十輪院石仏龕・十輪院見どころ(修学旅行・観光)

十輪院石仏龕

●十輪院石仏龕は1925年(大正14年)4月24日に国の重要文化財に指定されました。
●十輪院石仏龕は鎌倉時代前期(1185年~1274年)に南都仏教の教義を基盤に民間の地蔵信仰の影響を受けて製作されたと言われています。石仏龕は中央に本尊である地蔵菩薩(じぞうぼさつ)、その左右に釈迦如来(しゃかにょらい)・弥勒菩薩(みろくぼさつ)が浮き彫りされています。また地蔵菩薩の周りには聖観音(しょうかんのん)・不動明王(ふどうみょうおう)・仁王(におう)・持国天(じこくてん)・多聞天(たもんてん)・五輪塔(ごりんとう)・四天王(してんのう)なども巡らされ、極楽往生を願う地蔵世界が具現されています。石仏龕には死者の身骨や棺を安置する引導石も置かれています。なお石仏龕には上部・左右に北斗七星(ほくとしちせい)・九曜(くよう)・十二宮(じゅうにきゅう)・二十八宿(にじゅうはっしゅく)の星座が梵字(ぼんじ)で陰刻され、天災消除(てんさいしょうじょ)・息災延命(えんめいそくさい)を願う現世利益の信仰もされていました。

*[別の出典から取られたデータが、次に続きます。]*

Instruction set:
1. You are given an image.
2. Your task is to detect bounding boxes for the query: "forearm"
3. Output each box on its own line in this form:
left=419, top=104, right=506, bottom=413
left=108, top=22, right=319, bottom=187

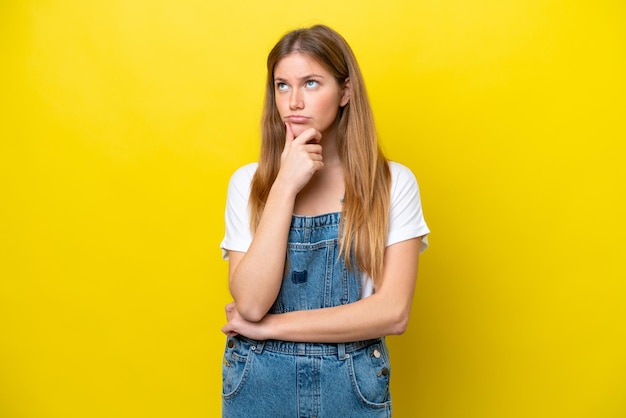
left=262, top=294, right=410, bottom=343
left=229, top=183, right=295, bottom=321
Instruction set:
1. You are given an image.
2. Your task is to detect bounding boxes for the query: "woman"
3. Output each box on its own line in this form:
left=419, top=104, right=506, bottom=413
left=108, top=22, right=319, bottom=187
left=221, top=25, right=429, bottom=417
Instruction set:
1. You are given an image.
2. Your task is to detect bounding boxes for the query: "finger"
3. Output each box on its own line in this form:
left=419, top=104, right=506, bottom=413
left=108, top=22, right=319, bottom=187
left=294, top=128, right=322, bottom=144
left=285, top=122, right=296, bottom=145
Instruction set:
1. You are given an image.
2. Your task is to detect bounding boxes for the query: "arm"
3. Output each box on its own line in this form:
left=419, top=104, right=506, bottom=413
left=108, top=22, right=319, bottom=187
left=228, top=125, right=324, bottom=322
left=222, top=238, right=420, bottom=343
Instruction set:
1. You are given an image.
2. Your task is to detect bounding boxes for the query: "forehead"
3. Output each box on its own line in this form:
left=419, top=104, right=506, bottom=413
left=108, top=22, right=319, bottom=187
left=274, top=51, right=333, bottom=79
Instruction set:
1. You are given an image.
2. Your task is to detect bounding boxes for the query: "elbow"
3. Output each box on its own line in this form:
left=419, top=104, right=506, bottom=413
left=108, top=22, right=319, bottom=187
left=389, top=311, right=409, bottom=335
left=237, top=303, right=267, bottom=322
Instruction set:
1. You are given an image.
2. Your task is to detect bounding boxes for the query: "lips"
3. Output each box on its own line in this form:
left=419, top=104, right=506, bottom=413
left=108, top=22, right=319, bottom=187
left=285, top=115, right=310, bottom=123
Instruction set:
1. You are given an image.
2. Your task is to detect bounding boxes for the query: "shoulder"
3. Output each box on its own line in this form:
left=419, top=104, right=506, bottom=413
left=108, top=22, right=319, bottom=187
left=389, top=161, right=417, bottom=193
left=231, top=162, right=259, bottom=180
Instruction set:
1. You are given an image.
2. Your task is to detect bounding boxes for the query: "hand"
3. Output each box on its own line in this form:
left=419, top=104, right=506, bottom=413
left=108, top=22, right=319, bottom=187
left=278, top=123, right=324, bottom=193
left=222, top=302, right=270, bottom=340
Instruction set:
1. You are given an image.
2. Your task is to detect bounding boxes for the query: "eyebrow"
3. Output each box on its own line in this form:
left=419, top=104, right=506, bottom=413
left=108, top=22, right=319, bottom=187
left=274, top=73, right=324, bottom=82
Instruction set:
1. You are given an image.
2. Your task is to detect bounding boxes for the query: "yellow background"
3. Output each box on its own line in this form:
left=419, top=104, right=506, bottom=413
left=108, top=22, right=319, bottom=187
left=0, top=0, right=626, bottom=418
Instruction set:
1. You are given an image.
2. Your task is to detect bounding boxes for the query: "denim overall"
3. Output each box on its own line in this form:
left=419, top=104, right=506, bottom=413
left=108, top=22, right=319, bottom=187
left=222, top=212, right=391, bottom=418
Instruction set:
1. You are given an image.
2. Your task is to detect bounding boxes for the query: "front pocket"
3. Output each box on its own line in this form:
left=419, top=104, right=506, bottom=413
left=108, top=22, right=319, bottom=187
left=347, top=343, right=391, bottom=407
left=222, top=337, right=253, bottom=399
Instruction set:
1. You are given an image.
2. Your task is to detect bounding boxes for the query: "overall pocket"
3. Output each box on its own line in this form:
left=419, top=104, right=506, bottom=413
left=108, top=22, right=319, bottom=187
left=222, top=337, right=254, bottom=399
left=348, top=342, right=391, bottom=407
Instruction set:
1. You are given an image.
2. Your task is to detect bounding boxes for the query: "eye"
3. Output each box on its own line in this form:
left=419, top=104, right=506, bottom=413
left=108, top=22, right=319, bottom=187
left=304, top=80, right=319, bottom=87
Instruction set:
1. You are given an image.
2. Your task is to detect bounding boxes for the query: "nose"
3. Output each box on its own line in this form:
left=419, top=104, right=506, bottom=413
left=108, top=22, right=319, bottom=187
left=289, top=89, right=304, bottom=110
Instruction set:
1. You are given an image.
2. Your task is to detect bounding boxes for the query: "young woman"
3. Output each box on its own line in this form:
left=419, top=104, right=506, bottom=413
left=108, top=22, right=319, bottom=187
left=221, top=25, right=429, bottom=417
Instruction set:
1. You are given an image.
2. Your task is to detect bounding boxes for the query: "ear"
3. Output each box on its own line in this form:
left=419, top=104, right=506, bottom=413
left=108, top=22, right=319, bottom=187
left=339, top=77, right=350, bottom=107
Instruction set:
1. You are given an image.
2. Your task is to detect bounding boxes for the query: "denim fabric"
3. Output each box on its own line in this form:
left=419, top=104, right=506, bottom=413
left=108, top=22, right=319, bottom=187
left=222, top=213, right=391, bottom=418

地蔵菩薩は菩薩の一尊です。地蔵菩薩は仏教の開祖・お釈迦様(おしゃかさま)が没し、5億7,600万年後か、56億7,000万年後に弥勒菩薩(みろくぼさつ)が出世成道(しゅっせじょうどう)するまでの間、無仏の五濁悪世(ごじょくあくせ)で六道(地獄道(じごくどう)・餓鬼道(がきどう)・畜生道(ちくしょうどう)・修羅道(しゅらどう)・人道(にんげんどう)・天道(てんどう))に苦しむ衆生を教化救済するとされています。地蔵菩薩は古代インドのバラモン教の神話に登場し、大地を守護し、財を蓄え、病を治すという大地の女神・プリティヴィが起源とされています。日本では奈良時代に経典が伝わり、平安時代中期から盛んに信仰され、末法思想が広まるにつれて、地蔵菩薩による救済を求める者が多くなりました。日本では地蔵菩薩は「子供の守り神」とされ、小児の成長を見守り、夭折(ようせつ)した小児の死後を救い取ると信じられています。親に先立って死亡した小児は親不孝の報いで苦を受け、親の供養の為に賽の河原(さいのかわら)で石の塔婆(とうば)を作るが、鬼が塔婆を破壊し、何度も繰り返さなければならないが、最終的に地蔵菩薩が救済します。また地蔵菩薩は道祖神(どうそじん)と習合した為、全国の街道・辻々に石像が数多く祀られています。地蔵菩薩は「地蔵菩薩本願経(じぞうぼさつほんがんきょう)」で善男善女の為の二十八種利益と天龍鬼神の為の七種利益が説かれています。二十八種利益は天龍護念・善果日増・集聖上因・菩提不退・衣食豊足・疾疫不臨・離水火災・無盗賊厄・人見欽敬・神鬼助持・女転男身・為王臣女・端正相好・多生天上・或為帝王・宿智命通・有求皆従・眷属歓楽・諸横消滅・業道永除・去処盡通・夜夢安楽・先亡離苦・宿福受生・諸聖讃歎・聰明利根・饒慈愍心・畢竟成佛です。七種利益は速超聖地・悪業消滅・諸佛護臨・菩提不退・増長本力・宿命皆通・畢竟成佛です。日本では子育て地蔵・子安地蔵・夜泣き地蔵・乳貰い地蔵・田植地蔵・腹帯地蔵・雨降地蔵・勝軍地蔵・延命地蔵などが生まれました。なお地蔵菩薩は剃髪して頭を丸め、袈裟(けさ)を身に着け、左手に宝珠(ほうじゅ)、右手に錫杖(しやくじよう)を持っています。
●十輪院石仏龕は間口268センチメートル・奥行245センチメートル・高さ242センチメートルで、花崗岩(かこうがん)の切石で築造されています。
花崗岩は二酸化ケイ素が結晶してできた石英(せきえい)とアルカリ金属やアルカリ土類金属などのアルミノケイ酸塩を主成分とする長石(ちょうせき)を主成分とする粗粒な火成岩(かせいがん)の一種です。花崗岩は黒雲母(くろうんも)など有色鉱物が1割ほど含まれているが、全体的に白っぽく見えます。花崗岩は磨き上げると光沢が出て美しいくなり、御影石(みかげいし)として石材に使われています。御影石は神戸市の御影が産地として有名であったことに由来しています。